Estuvimos dándole vueltas hasta que llegamos a la acera de Barnegat Books. Al pasar por delante de la Casa del Caniche, eché un vistazo y pude ver que Carolyn había abierto al público. Empecé a darle las gracias a Ray por haberme llevado, pero él me interrumpió apoyando una pesada mano en mi hombro.
—Sabes más de lo que aparentas.
—Ya sé que es difícil ganarse la vida vendiendo libros usados, pero es imposible si no abres la librería.
—Hay un asesino suelto por ahí —dijo—. Más te valdría recordarlo. Ha matado a la mujer de Colcannon y a Abel Cornejo, lo cual, en mi opinión, lo convierte en un peligroso hijoputa.
—¿Y?
—Pues que vamos a cogerlo antes de que pase mucho tiempo. Mientras tanto, no hay que olvidar que todo lo que le robaron a Colcannon está flotando por ahí, y vete tú a saber si no habrá algo más a lo que se le pueda echar la mano… Tú siempre has tenido dedos muy largos, Bern.
—No sé a dónde quieres ir a parar.
—Claro, ¿cómo ibas a saberlo? Te sugeriré un par de cosas: si sabes quién es el asesino o si te llega un soplo, yo soy la persona con la que tienes que hablar. ¿Entendido?
—Entendido.
—Me gustaría encerrar a ese malnacido. Cornejo era un anciano afable y caballeroso. Aunque las dos veces que traté con él no logramos llegar a ningún acuerdo, era un caballero y, aún más importante, un hombre generoso. —En otras palabras: no le dolían prendas cuando se trataba de sobornos—. Y una cosa más.
—¿Ah, sí?
—Hay dinero tras todo esto, Bern. No puedo evitarlo, pero sé que está ahí, lo noto. ¿Sabes a lo que me refiero?

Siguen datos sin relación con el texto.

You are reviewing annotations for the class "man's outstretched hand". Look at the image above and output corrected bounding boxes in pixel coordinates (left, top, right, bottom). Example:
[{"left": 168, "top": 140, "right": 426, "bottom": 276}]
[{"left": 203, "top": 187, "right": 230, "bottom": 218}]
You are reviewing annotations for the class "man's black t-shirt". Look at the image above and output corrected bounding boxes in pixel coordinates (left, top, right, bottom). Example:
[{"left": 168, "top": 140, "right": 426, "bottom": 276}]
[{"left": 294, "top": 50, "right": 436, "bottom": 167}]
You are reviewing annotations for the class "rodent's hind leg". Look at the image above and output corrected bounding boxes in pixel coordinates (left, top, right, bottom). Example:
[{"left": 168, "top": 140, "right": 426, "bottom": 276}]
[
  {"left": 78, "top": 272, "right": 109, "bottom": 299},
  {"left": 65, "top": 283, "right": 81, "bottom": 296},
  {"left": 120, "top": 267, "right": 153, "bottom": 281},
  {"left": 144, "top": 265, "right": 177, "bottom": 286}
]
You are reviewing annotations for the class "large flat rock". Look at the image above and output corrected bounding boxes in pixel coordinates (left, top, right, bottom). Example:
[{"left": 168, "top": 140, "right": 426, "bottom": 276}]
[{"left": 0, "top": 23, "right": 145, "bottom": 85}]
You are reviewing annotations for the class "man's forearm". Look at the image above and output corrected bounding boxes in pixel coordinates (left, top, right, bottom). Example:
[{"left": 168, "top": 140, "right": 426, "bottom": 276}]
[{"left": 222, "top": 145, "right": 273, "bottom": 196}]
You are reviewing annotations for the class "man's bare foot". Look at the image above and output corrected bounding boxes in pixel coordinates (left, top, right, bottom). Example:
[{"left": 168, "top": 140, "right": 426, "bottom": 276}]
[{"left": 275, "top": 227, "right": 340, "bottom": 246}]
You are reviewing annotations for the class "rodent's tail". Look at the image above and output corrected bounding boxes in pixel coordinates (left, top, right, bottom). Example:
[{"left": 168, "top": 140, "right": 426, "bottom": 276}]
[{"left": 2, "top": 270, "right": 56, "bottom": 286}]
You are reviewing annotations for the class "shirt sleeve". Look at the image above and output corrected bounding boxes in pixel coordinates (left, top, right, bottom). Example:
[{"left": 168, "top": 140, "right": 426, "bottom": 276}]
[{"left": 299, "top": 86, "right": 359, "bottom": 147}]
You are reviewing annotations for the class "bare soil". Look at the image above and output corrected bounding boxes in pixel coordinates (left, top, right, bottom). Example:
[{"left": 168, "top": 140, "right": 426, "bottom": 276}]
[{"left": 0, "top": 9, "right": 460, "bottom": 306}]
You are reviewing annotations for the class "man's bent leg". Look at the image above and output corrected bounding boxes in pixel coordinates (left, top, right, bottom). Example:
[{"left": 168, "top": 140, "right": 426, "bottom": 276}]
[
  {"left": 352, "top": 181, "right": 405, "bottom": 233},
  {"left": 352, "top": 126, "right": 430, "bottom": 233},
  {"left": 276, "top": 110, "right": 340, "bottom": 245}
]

Es como si pudiera olerlo, pero no se trata de un olor, sino de algo que siento en el aire. ¿Sabes de qué estoy hablando?
—Sé de qué estás hablando.
—Es como lo que se siente en el aire antes de que empiece a llover… En resumidas cuentas, Bern, si andas por ahí y empieza a lloverte dinero, no te olvides de que tienes un socio.